The response observed with cells implanted at the s.c. site was less intense. As summarized in Table 3, when pervilleine A or vinblastine were administered as single agents, growth inhibition effects of 3.3 or 1.2%, respectively, were observed, but when given together, an inhibitory effect of 74.7% resulted. In each case, relative to the percentage inhibition that was calculated as a summation of the inhibition noted when the agents were administered singly, enhancements were observed when the agents were coadministered. Thus, because observed inhibitions were greater than those calculated, both agents were effective, and pervilleine A showed a stronger effect than verapamil. In all of the cases, no significant loss in mouse body weight was observed (Fig. 6, D–F), based on established criteria (27).
DISCUSSION
Cell culture has proven to be an invaluable tool for the discovery and characterization of agents capable of altering the MDR phenotype. Relative to parental KB-3 cells, KB-V1 cells are >200-fold more resistant to the growth inhibitory effect of vinblastine (6), and we have used this as a model for the discovery of various agents capable of reversing MDR (23, 24). As a result of this process, the most interesting natural product MDR-reversing agent we have discovered is pervilleine A.7 Because pervilleine A bears structural resemblance to verapamil (Fig. 1), a well-known prototype-reversing agent, comparative studies were performed with the two compounds. In each case, the response mediated by pervilleine A was found to be equal to or greater than the response mediated by verapamil. In addition to KB-V1 cells, pervilleine A effectively reversed the MDR phenotype with KB-8-5 (Table 1) and CEM/VLB100 cells (Table 2).
Previous studies (39, 40) have demonstrated that the overexpression of Pgp is a major cause for developing MDR, and decreasing expression of Pgp at either the transcriptional or protein level is one mechanism for reversing MDR. To explore the mechanism by which pervilleine A enhanced the vinblastine sensitivity of MDR cells, we investigated the potential of pervilleine A to alter MDR1 mRNA or protein expression with KB-V1 and CEM/VLB100 cells in culture. Treatment with various concentrations of pervilleine A for 72 h did not significantly alter protein (Fig. 5) or mRNA expression (data not shown), and similar negative results were obtained in parallel studies conducted with verapamil (concentrations ranging up to 44 μm). With verapamil, these results are consistent with those of Hu et al.(41), who demonstrated a limited effect on MDR1 mRNA levels in KB-V1 cells after a 24-h incubation. With CEM/VLB100 cells, however, we did not observe the inhibition of Pgp expression noted previously (39) with verapamil. This is probably attributable to some differences in experimental conditions, because it is known that the effect of modulators on Pgp expression might be cell line- and modulator-dependent (41). In any event, it is clear that Pgp transcription and protein expression with cultured KB-V1 and CEM/VLB100 cells were not affected by pervilleine A.

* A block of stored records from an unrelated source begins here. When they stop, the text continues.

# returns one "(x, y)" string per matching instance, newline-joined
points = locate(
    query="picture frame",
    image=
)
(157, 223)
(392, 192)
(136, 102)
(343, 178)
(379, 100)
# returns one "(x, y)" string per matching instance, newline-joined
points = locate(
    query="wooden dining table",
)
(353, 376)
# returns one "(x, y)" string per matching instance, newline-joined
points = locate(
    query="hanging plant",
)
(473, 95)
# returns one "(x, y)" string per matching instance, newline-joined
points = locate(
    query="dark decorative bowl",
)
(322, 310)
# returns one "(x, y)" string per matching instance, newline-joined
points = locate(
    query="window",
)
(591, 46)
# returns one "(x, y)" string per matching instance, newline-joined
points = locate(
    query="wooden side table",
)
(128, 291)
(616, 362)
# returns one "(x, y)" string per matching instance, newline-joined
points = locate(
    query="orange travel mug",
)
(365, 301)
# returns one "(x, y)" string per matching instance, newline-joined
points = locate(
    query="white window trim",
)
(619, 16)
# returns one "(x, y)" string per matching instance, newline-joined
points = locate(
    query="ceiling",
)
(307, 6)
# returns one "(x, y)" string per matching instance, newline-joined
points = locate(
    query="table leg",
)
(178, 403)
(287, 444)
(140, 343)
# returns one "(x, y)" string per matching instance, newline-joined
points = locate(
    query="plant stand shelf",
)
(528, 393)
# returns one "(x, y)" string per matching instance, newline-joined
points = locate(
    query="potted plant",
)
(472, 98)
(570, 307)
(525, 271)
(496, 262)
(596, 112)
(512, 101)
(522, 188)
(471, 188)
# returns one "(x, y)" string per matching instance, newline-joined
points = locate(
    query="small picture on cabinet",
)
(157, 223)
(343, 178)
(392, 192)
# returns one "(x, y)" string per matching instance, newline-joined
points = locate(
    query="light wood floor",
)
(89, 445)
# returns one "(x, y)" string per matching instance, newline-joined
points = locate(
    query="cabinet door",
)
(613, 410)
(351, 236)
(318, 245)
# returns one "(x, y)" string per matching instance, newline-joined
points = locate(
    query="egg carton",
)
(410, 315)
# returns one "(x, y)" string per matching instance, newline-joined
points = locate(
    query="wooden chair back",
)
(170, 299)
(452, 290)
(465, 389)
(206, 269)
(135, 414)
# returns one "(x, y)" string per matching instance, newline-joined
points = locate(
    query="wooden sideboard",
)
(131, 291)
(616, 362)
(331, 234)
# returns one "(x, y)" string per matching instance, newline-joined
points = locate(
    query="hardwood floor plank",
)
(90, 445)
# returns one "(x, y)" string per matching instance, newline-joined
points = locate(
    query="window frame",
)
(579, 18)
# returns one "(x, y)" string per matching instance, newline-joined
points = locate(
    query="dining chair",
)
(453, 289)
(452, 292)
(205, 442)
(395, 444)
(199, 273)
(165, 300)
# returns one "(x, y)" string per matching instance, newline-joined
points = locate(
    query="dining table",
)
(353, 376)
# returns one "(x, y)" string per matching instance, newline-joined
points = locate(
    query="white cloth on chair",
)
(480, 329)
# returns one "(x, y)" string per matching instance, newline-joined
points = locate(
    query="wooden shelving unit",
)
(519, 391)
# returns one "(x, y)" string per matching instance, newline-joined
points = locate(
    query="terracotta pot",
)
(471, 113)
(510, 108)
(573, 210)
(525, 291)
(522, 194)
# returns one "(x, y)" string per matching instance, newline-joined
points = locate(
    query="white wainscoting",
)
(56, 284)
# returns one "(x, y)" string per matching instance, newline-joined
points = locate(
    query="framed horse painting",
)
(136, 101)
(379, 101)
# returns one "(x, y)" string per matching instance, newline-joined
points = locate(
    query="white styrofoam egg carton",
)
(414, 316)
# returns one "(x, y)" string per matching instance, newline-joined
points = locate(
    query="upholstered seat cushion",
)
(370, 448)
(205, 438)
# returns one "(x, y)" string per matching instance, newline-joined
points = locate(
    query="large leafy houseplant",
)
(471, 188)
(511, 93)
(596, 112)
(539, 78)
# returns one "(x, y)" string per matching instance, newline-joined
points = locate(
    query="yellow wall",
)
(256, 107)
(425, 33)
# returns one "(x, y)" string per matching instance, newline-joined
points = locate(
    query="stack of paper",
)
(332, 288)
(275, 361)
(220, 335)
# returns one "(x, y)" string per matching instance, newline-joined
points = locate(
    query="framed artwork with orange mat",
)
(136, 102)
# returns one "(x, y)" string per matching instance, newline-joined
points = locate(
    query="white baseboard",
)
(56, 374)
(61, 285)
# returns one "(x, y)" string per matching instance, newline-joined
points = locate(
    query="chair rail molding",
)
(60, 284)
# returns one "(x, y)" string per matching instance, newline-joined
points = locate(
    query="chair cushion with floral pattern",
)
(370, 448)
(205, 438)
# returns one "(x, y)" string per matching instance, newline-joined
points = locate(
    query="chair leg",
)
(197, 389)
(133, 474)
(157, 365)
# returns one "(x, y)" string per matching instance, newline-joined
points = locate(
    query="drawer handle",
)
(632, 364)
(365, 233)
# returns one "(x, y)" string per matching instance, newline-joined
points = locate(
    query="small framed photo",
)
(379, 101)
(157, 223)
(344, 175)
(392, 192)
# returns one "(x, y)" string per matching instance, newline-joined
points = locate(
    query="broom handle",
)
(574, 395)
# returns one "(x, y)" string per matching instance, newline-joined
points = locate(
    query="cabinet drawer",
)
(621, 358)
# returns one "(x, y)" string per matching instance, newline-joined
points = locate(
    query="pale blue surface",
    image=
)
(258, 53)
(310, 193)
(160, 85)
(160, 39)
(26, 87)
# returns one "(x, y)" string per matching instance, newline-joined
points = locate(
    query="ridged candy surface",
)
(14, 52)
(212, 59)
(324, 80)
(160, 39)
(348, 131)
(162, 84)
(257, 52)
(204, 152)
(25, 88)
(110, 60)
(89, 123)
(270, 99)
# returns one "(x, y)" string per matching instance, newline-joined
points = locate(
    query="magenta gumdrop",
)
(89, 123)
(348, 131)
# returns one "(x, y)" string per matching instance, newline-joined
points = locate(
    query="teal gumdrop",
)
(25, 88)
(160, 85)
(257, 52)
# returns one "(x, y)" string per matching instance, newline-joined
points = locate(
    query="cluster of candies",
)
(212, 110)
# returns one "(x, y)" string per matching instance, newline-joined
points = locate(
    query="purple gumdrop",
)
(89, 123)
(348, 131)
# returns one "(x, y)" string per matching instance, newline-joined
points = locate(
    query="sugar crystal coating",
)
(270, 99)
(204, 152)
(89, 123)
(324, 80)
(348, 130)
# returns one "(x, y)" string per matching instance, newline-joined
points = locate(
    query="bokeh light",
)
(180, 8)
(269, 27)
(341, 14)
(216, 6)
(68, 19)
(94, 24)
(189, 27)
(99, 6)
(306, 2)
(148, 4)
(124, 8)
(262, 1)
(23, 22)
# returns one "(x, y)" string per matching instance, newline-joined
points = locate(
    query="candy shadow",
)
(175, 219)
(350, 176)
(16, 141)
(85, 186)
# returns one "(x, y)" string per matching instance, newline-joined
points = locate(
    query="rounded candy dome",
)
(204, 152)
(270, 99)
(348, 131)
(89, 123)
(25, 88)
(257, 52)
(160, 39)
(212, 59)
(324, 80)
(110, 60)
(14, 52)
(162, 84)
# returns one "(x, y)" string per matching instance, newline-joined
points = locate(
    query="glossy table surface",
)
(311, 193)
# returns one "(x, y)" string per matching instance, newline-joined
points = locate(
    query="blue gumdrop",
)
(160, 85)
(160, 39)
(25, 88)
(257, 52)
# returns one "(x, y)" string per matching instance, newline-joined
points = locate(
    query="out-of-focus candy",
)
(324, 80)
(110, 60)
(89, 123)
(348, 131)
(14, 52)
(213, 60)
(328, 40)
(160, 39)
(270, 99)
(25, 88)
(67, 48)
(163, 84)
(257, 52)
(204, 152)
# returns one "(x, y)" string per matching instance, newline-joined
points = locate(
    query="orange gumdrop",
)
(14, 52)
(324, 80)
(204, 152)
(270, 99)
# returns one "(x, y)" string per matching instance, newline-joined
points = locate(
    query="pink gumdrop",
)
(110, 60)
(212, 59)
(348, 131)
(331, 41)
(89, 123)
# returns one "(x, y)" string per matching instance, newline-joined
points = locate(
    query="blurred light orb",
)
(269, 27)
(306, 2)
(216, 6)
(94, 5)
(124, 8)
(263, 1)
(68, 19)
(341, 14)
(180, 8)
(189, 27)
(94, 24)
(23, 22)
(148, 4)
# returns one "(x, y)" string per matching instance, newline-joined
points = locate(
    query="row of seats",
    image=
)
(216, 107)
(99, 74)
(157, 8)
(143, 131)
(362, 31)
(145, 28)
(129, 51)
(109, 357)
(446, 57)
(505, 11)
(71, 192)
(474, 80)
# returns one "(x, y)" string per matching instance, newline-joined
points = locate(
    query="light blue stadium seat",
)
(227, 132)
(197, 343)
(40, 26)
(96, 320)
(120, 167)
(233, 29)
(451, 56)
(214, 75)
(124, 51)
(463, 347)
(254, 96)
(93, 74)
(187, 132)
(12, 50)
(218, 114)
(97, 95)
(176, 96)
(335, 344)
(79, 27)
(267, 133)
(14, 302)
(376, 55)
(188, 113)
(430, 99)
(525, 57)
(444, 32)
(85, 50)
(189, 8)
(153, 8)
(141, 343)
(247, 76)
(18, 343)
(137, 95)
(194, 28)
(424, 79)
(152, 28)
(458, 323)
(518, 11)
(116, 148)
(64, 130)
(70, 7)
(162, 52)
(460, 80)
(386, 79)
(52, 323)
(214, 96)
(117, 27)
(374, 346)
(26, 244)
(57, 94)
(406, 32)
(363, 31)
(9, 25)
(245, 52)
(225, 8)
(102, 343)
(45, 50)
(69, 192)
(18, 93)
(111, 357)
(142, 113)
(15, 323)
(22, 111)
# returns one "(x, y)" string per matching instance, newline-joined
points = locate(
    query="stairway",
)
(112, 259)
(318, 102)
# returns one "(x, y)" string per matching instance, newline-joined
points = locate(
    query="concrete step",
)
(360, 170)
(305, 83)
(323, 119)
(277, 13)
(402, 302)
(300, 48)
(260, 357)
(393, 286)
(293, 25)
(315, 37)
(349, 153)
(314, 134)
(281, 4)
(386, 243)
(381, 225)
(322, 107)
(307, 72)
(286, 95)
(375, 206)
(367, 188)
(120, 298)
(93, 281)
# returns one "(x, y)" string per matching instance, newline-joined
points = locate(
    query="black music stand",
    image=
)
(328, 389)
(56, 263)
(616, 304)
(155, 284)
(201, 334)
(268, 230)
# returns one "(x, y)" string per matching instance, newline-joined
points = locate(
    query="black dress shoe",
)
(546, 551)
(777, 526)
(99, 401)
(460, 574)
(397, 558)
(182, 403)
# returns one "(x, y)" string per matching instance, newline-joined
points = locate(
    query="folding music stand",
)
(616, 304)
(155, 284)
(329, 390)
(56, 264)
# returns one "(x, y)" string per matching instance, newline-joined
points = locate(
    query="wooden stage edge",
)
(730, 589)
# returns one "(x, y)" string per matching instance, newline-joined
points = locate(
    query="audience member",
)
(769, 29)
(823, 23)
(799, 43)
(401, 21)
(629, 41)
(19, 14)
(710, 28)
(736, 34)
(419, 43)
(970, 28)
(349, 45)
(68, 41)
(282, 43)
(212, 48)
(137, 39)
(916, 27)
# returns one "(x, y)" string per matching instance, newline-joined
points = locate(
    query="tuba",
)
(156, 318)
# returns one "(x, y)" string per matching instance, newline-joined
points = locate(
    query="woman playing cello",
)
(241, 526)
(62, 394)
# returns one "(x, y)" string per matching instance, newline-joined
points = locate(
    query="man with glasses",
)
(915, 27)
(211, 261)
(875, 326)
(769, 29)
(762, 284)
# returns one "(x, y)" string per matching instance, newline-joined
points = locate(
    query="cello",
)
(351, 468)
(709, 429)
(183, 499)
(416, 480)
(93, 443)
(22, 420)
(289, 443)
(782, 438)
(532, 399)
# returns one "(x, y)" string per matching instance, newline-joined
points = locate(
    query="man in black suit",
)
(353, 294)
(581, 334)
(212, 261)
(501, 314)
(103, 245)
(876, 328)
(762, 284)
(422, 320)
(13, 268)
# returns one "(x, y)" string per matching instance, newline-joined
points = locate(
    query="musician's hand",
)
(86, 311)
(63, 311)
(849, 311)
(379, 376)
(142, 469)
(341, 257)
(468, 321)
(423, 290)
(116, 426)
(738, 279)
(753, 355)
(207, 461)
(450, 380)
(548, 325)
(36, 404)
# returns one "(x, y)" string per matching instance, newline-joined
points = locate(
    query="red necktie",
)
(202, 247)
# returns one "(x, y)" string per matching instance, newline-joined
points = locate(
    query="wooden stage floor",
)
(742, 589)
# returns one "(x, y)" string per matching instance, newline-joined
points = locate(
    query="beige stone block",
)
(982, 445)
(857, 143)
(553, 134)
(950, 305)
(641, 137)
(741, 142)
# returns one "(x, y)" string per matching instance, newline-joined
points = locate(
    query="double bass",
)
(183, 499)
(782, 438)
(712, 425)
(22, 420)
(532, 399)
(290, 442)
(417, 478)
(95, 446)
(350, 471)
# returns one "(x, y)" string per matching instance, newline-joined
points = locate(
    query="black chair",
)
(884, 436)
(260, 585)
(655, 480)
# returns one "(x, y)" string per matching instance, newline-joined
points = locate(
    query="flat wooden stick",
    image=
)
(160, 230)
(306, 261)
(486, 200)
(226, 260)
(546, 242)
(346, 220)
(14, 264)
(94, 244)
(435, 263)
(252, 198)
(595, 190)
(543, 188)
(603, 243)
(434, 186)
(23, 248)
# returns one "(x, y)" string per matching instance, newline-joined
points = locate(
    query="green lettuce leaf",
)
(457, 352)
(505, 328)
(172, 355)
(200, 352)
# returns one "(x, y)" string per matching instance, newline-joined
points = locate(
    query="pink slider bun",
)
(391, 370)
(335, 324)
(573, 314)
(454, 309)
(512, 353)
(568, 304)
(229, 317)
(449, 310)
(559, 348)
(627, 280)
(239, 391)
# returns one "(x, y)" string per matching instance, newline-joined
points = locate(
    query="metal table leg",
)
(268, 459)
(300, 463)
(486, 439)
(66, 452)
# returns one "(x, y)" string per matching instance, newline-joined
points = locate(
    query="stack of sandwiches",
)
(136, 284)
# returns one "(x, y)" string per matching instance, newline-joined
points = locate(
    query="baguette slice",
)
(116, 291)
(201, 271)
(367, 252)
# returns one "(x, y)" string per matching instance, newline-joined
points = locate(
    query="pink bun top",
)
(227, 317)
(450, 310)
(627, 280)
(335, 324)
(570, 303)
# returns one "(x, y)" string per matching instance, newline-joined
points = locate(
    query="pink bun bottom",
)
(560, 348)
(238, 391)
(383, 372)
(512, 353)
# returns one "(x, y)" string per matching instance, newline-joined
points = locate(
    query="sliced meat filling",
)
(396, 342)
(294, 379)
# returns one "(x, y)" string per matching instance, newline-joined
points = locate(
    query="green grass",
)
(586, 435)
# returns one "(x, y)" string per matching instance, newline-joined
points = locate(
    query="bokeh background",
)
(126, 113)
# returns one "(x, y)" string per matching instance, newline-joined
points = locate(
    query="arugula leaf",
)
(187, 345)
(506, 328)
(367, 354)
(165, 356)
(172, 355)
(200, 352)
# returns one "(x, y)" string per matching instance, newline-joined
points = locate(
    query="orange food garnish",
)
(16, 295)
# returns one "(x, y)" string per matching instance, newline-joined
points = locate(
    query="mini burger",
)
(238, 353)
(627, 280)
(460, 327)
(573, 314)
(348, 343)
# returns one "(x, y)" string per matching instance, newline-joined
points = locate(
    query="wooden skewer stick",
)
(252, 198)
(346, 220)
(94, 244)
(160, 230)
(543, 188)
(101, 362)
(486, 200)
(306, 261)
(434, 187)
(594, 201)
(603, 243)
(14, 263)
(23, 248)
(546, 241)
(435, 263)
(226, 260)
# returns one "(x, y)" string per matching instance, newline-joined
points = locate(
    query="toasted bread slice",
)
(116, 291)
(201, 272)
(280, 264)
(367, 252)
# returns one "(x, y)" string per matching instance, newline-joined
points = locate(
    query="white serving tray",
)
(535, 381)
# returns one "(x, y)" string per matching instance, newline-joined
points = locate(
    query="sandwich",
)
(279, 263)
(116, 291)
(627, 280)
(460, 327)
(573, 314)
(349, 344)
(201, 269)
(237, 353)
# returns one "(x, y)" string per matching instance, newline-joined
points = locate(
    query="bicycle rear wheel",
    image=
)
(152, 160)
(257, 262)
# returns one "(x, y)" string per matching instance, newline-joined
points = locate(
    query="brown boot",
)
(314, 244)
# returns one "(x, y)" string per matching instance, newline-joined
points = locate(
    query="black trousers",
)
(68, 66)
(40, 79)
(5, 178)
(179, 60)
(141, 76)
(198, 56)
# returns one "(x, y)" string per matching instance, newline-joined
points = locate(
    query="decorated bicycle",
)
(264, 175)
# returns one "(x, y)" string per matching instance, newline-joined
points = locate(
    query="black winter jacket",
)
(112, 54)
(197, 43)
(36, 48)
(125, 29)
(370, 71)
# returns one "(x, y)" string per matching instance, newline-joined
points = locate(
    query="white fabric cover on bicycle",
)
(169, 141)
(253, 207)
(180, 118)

On the other hand, pervilleine A clearly altered functional aspects of Pgp. When KB-V1 cells were treated with verapamil or pervilleine A in the concentration range of 0–40 μm(Fig. 4), [3H]vinblastine accumulation increased by about 27-fold (from basal levels of 0.18 pmol [3H]vinblastine/50 × 104 cells to approach 5 pmol [3H]vinblastine/50 × 104 cells). This level of accumulation approached that of sensitive cells (7.1 ± 0.17 pmol vinblastine/50 × 104 cells), indicating that restoration of the vinblastine sensitivity of resistant cells results from enhanced intracellular accumulation of vinblastine.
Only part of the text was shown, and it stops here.